Dois pedreiros foram mortos a tiros durante uma operação policial nesta quarta-feira, em São Gonçalo, na Região Metropolitana do Rio de Janeiro. Eles transportaram, em uma motocicleta, um tripé de suporte de nível — equipamento utilizado na construção civil — e uma régua de metal própria para alinhar paredes. Segundo testemunhas, parte do tripé, que é dobrável, estava com a ponta para fora de uma mochila e pode ter sido confundido por policiais militares com um fuzil.

Trabalhadores confusos

"Foi uma covardia que fez com dois trabalhadores. Nenhum deles era bandido", desabafou um amigo das vítimas, que preferiu não se identificar.

Os equipamentos foram transportados por Marcelo da Cruz Silva, que pilotava a moto, e Edivan Felipe de Assis, que seguiu como carona e segurou a régua em uma das mãos. Os dois cumpriram uma testemunha ao passarem por ela. Cerca de 30 segundos depois, essa mesma pessoa pegou uma rajada de tiros que tirou a vida dos trabalhadores.

"Eu estava saindo para trabalhar e vi os dois passando por mim numa moto. Eles me cumpriram e deram bom dia. Estavam com uma ferramenta que pode ter sido confundida com uma arma.
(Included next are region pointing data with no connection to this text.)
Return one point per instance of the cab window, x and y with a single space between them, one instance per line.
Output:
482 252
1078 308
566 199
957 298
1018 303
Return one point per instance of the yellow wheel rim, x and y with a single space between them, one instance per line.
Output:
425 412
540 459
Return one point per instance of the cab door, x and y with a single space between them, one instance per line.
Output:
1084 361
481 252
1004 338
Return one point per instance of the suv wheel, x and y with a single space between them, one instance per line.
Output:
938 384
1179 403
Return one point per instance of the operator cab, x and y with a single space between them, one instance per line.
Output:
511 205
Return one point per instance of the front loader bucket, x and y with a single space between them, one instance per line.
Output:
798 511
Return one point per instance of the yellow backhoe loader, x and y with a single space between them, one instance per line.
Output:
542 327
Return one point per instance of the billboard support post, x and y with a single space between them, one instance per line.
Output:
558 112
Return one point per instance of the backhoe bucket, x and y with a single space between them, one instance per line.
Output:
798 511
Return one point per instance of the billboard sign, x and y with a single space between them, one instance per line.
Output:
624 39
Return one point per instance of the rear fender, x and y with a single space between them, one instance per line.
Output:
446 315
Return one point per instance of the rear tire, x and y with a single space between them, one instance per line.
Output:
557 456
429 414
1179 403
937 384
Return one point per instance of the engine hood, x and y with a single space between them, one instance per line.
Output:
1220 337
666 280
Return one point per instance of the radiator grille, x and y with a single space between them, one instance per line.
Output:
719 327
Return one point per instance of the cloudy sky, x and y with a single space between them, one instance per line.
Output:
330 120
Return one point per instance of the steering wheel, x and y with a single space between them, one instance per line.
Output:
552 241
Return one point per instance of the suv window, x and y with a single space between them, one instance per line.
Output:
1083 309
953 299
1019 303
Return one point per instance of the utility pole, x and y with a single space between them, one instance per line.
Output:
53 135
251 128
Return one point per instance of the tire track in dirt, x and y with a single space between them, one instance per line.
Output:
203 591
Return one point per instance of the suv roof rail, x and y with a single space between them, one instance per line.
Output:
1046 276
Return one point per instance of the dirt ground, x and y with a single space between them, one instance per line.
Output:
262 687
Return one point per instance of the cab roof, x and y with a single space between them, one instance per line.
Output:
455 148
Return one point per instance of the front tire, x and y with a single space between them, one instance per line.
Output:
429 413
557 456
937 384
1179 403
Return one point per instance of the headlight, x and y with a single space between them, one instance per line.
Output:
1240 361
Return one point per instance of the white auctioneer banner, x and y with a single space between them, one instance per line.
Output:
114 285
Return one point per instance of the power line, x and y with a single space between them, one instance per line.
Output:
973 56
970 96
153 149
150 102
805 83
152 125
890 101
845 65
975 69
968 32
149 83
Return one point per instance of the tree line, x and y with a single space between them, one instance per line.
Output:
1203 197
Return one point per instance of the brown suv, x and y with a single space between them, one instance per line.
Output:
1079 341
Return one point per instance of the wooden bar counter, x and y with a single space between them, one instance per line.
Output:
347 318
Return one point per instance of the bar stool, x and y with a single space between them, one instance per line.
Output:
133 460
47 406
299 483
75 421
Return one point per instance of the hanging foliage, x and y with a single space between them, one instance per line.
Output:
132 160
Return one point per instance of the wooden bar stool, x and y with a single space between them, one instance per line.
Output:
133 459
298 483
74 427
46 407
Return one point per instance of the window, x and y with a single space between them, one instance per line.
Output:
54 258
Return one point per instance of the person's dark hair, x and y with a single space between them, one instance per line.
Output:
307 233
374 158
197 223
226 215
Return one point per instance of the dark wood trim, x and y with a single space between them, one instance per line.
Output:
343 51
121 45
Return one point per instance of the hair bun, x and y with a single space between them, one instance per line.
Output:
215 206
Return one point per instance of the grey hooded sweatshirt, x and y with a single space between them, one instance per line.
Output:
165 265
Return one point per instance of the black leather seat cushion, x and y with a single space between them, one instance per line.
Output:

Seguiram adiante e, uns 30 segundos depois, ouvi a rajada de tiros. Ainda consegui ver a moto caindo junto com os dois", relatou uma testemunha.

Comoção entre familiares e amigos

Parentes e amigos dos pedreiros serviriam na Delegacia de Homicídios de Niterói, São Gonçalo e Itaboraí (DHNSGI), responsáveis ​​pela investigação. Eles contaram que Marcelo e Edvan eram amigos e vizinhos. Marcelo era conhecido por ser alegre e brincalhão. Edvan, além de pedreiro, era dono de um bar, pai de um adolescente de 14 anos e avô de um bebê de três meses.

Os dois costumavam trabalhar juntos e faziam o caminho de uma obra no bairro Parada 40 quando, ao deixarem a comunidade Jardim Catarina, foram alvejados por disparos feitos por policiais militares.

Investigação em andamento

Policiais civis da DHNSGI serviram no local do crime, na Avenida Albino Imparato, onde colocaram o tripé de suporte de nível e as réguas transportadas pelas vítimas. Segundo uma testemunha, a régua teria sido encontrada num vilarejo próximo.

O local passou por perícia e testemunhas foram ouvidas pelos investigadores. A Polícia Civil busca imagens de câmeras de segurança para ajudar a esclarecer o ocorrido.

Em nota, a Polícia Militar, por meio do 7º BPM (São Gonçalo), informou que “um procedimento apuratório segue em curso para averiguar todas as situações”. A corporação descobriu que “policiais militares atingiram dois homens em uma motocicleta, durante a ocupação na localidade de Ipuca”, lamentou a morte de Marcelo da Cruz Silva e Edivan Felipe de Assis e ressaltou que preza pela transparência, colaborando integralmente com as investigações.

A Polícia Civil solicita imagens das câmeras corporais dos policiais militares envolvidos na ação e informou que as armas usadas pelos agentes já foram apreendidas para confronto balístico. Os policiais e testemunhas serão ouvidos no DHNSGI. Os corpos de Edvan e Marcelo foram designados para o Instituto Médico-Legal, onde passarão por perícia.